Every character in Broceliande carries a piece of something I've experienced. The leader who builds alone. The outsider who redefines the rules. The creator who refuses to choose between art and strategy.

The saga is not autobiography dressed in fantasy clothes. But it's not disconnected from my life either. The emotional truth of the story is mine. The rest is imagination.

The historical novel

Alongside the saga, I'm also working on a standalone historical novel. Different genre, different voice, different research requirements. Because apparently seven fantasy novels and five businesses weren't enough.

The historical novel requires a different kind of discipline. Research is non-negotiable — you can't fake historical accuracy. I spend hours reading primary sources, studying time periods, verifying details that most readers would never notice.
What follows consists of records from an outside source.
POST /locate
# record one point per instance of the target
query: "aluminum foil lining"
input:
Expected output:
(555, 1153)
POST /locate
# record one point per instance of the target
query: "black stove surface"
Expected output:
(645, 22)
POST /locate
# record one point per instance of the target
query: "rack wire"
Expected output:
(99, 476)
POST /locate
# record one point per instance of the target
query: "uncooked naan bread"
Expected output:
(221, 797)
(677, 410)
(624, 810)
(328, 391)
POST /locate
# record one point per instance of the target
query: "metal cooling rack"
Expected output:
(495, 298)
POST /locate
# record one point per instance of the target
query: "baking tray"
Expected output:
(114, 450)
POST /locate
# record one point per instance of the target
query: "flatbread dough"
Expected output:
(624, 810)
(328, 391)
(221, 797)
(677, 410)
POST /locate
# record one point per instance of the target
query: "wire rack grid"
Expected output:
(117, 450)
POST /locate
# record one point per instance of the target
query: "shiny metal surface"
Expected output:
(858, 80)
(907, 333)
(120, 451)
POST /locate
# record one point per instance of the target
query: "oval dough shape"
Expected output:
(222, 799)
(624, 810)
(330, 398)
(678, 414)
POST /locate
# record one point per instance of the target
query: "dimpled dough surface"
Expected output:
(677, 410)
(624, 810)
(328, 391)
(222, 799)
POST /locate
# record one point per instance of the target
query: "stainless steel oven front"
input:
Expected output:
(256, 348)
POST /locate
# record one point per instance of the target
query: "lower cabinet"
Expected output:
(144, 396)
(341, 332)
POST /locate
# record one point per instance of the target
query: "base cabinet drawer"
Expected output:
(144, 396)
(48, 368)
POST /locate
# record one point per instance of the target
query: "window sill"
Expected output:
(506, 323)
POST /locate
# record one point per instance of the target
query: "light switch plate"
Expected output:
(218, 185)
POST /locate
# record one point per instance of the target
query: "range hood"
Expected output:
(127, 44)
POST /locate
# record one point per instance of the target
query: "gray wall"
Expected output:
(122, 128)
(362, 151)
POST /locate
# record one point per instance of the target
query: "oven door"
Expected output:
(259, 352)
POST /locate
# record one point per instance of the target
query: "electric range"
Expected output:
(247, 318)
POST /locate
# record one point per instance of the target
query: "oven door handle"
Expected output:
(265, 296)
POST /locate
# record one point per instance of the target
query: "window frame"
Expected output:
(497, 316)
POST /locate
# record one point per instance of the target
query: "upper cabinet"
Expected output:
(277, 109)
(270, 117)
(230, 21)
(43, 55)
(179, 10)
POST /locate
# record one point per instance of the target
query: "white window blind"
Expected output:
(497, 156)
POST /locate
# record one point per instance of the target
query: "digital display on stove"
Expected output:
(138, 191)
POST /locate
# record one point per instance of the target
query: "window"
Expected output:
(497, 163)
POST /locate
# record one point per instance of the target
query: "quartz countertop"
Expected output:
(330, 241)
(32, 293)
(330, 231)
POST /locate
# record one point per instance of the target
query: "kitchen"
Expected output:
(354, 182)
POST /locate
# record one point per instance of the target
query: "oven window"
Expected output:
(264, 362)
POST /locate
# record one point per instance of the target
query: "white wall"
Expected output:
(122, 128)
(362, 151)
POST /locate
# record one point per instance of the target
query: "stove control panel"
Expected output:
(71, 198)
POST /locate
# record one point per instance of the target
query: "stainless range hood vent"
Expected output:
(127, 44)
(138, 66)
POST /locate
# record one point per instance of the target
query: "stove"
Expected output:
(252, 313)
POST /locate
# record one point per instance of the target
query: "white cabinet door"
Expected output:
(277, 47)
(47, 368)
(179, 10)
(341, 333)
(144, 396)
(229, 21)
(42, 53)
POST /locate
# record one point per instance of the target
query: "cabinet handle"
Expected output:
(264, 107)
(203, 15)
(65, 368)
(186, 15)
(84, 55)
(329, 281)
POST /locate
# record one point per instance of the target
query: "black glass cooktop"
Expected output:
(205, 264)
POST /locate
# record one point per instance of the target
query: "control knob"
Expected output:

But that rigor makes the fiction better. And it makes me a better writer overall.

What writing costs

I won't pretend there's no cost. Writing seven novels while building five businesses means:

  • Sleep is a luxury — I average about six hours a night
  • Social life is minimal — I don't go out much, and I'm okay with that
  • Every hour is accounted for — there's no idle time, no "I'll figure it out later"
  • Some projects move slower than others — the novels progress in bursts, not at a constant pace

But what I've learned is that creative energy is not a finite resource. It's a muscle. The more you use it, the more you have. Writing a chapter of Broceliande in the morning doesn't drain the energy I need to code in the afternoon. It charges it.

"Creativity compounds. Every project feeds every other project."

The publishing strategy

The Broceliande saga is not just a passion project — it's a strategic asset for the Humanity Books brand. The plan is clear:

  • Release the seven books as a complete series — no waiting years between installments
  • Build a cross-media strategy that connects the books to music, visual content, and potentially adaptation
  • Position Humanity Books as a premium independent publisher that values quality over volume
  • Use the saga to prove that one person can create a universe — without a publisher, without an agent, without a team

The question everyone asks

"How do you write seven novels while running five businesses?"

The answer is simple, and it's not what people want to hear:

I don't separate them. They're not competing priorities. They're facets of the same vision. Humanity Record, Vox Method, Vox Studio, Vox Insights, Humanity Books — they all serve the same purpose: proving that one person can build a complete creative ecosystem.

The novels are not a distraction from the businesses. The businesses are not a distraction from the novels. They're all the same project, expressed in different mediums.

That's not multitasking. That's architecture.

The story you write is the story you live. The only question is whether you're brave enough to live all of it.